His answer was that using markets has costs. Negotiating, drafting contracts, verifying compliance, resolving disputes—all of that takes time and money. When those costs are low, the market wins. When they are high, it is more efficient to bring activity inside an organization and coordinate it through authority. The firm is not an alternative to the market. It is the result of comparing, at the margin, which mechanism works better. 

That is why the café owner buys milk on the market but employs his barista rather than calling a different one each morning. And if he ever decides to use a coffee variety so specific that only one supplier in Colombia can provide it, he might end up buying the plantation outright. Not out of ideology, but because when two parties depend so heavily on each other, the market between them starts to break down. Each can hold the other hostage, and sometimes it is more efficient to merge than to keep negotiating. 

The economist Oliver Williamson spent his career studying exactly that: when mutual dependence makes hierarchy cheaper than markets. And Oliver Hart added another piece: no contract can anticipate everything. When the unexpected arrives, a pandemic, a drought, a regulatory change, someone has to decide what to do. That someone is almost always whoever owns the assets. Property is not just a legal title. It is decision-making power over everything the contract failed to cover. 

So where does this leave the market-versus-authority debate? 

The honest answer is that the question itself is poorly posed. Every real economy is a combination of both. The relevant question is not which system but when and why each mechanism works best, and what determines the boundary between them?

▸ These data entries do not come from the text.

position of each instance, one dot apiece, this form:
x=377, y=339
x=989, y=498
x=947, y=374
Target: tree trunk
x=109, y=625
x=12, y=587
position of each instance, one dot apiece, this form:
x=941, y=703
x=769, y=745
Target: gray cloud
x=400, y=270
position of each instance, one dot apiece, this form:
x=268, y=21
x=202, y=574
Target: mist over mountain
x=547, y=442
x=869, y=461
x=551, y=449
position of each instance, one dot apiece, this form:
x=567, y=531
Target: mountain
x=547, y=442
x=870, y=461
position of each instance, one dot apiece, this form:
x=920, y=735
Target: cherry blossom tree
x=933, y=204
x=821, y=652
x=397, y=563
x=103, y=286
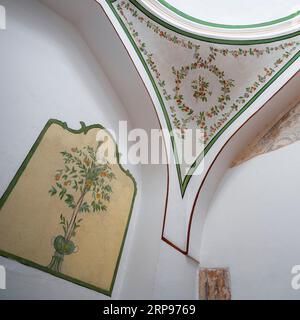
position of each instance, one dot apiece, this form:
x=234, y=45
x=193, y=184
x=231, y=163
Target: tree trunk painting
x=81, y=175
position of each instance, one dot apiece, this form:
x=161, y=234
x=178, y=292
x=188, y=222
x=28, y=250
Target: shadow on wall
x=285, y=131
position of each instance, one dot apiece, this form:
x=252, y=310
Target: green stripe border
x=228, y=26
x=84, y=129
x=183, y=183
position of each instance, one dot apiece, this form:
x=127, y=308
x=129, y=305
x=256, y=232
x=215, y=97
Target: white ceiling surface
x=87, y=16
x=237, y=12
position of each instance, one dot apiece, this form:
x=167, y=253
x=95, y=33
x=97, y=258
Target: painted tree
x=81, y=176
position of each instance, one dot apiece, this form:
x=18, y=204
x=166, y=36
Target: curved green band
x=227, y=26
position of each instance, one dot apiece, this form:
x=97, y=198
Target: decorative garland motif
x=200, y=106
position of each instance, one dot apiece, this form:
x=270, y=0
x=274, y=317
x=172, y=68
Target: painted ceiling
x=199, y=82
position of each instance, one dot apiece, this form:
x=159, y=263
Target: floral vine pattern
x=207, y=115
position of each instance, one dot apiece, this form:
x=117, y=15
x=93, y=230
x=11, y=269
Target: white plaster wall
x=253, y=224
x=48, y=71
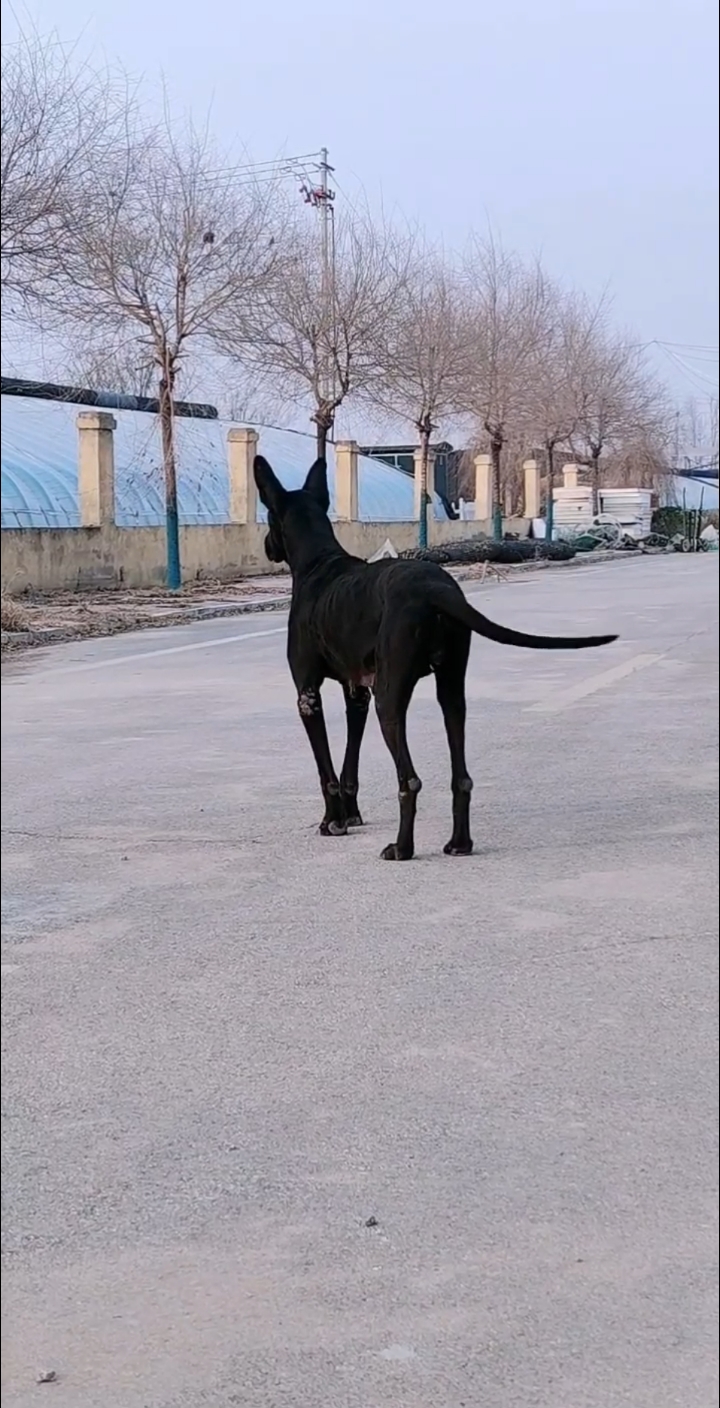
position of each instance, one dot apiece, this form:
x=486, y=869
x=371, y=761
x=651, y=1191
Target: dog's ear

Markets excel when information is dispersed, assets are generic, and contracts are simple. Planning wins when transaction costs are high, assets are highly specific, or contracts are too incomplete to govern a relationship. There is no universal winner. The question is always comparative and contextual. 

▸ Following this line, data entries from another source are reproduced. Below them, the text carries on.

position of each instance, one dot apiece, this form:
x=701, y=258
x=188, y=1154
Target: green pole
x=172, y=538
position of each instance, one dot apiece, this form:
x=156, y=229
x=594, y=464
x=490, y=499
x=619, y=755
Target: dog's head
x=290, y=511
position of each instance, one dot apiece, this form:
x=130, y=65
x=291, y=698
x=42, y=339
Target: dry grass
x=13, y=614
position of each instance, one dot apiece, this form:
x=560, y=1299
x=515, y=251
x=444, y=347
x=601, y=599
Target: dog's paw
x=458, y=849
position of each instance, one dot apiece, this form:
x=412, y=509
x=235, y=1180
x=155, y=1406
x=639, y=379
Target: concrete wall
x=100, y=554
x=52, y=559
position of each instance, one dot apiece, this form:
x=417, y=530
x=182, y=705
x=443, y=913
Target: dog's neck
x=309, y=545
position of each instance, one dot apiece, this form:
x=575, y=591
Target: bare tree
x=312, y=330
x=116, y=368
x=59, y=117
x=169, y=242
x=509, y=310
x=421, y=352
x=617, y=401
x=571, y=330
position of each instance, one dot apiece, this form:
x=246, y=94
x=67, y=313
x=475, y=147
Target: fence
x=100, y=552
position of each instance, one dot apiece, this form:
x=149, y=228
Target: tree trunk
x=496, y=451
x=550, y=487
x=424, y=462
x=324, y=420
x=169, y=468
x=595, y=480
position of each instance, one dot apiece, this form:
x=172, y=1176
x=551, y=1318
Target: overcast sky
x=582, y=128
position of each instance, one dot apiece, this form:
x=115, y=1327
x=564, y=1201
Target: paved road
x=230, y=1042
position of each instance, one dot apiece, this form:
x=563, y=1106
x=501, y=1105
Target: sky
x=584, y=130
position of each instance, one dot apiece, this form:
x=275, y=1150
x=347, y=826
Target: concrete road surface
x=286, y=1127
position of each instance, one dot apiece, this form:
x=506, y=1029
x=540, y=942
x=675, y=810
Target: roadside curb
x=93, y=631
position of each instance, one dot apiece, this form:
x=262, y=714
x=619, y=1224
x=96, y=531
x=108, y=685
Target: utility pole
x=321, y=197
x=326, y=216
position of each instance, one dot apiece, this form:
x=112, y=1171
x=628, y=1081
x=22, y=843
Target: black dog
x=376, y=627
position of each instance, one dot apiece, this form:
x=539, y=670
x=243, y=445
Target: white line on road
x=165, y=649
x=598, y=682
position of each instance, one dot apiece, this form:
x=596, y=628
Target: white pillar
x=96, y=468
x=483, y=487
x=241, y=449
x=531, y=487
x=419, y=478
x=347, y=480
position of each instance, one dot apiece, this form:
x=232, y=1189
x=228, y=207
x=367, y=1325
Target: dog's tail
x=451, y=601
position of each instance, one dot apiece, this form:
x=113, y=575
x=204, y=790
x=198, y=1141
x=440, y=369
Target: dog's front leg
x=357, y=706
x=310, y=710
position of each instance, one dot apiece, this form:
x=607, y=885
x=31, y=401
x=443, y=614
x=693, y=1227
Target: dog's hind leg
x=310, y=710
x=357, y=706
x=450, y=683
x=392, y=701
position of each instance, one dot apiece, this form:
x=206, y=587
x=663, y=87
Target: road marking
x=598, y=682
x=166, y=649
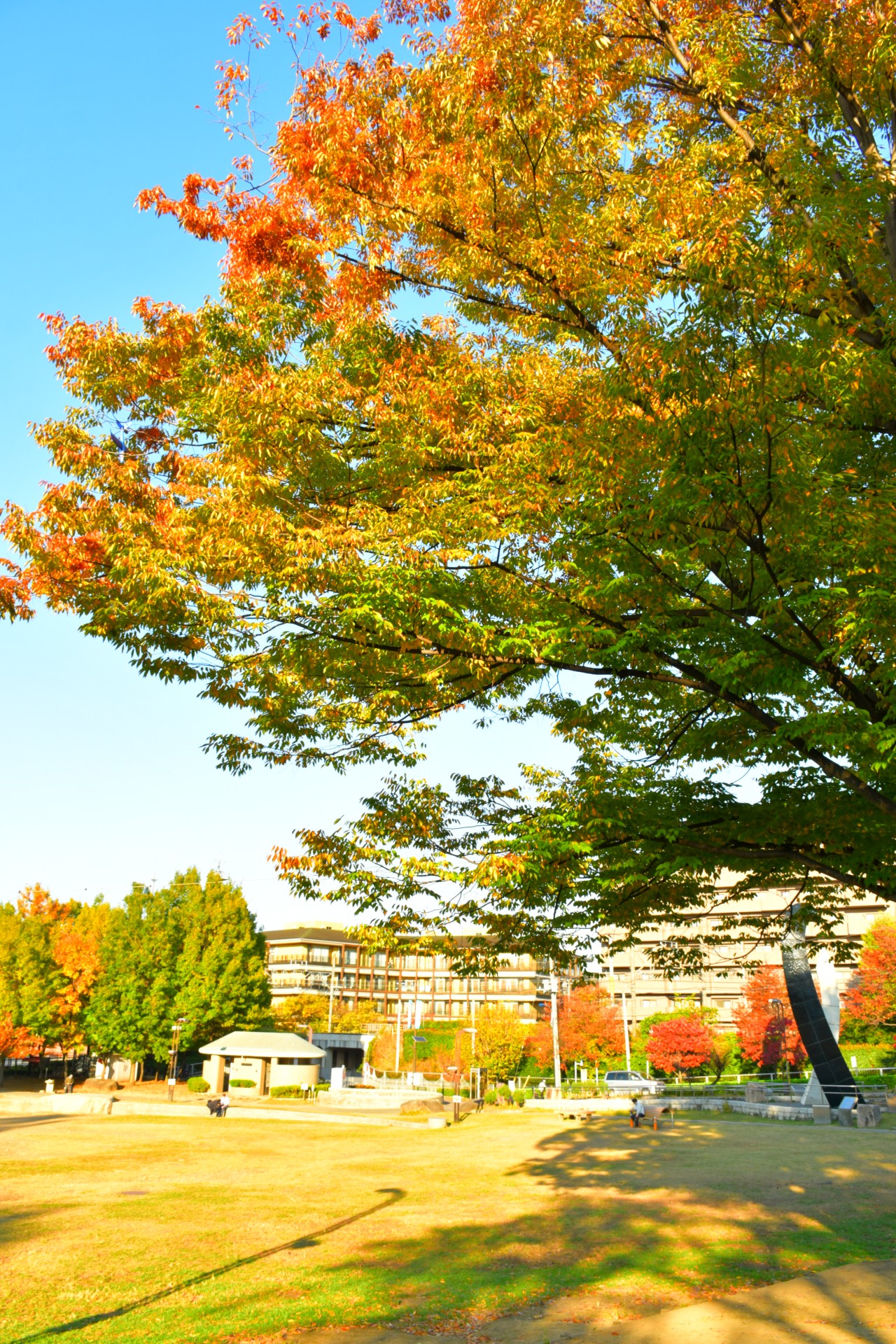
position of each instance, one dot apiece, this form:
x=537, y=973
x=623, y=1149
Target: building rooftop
x=264, y=1044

What the historical record does tell us is that central planning at the scale of a national economy has failed wherever it has been tried, for precisely the reasons Hayek identified. That is not ideology. It is evidence. But it does not mean markets are always superior in every context. Coase proved they are not. And it does not mean the distributional outcomes of markets are automatically just or politically sustainable, as Chile’s estallido reminded the world in 2019. 

This is what I want the students of law, engineering, medicine, journalism, and every other discipline who will take Economía para Todos at Universidad Andrés Bello to learn. Not a defense of any one system, but the analytical and economic reasoning tools to ask the right question: not markets or central planning, but when, why, and at what cost.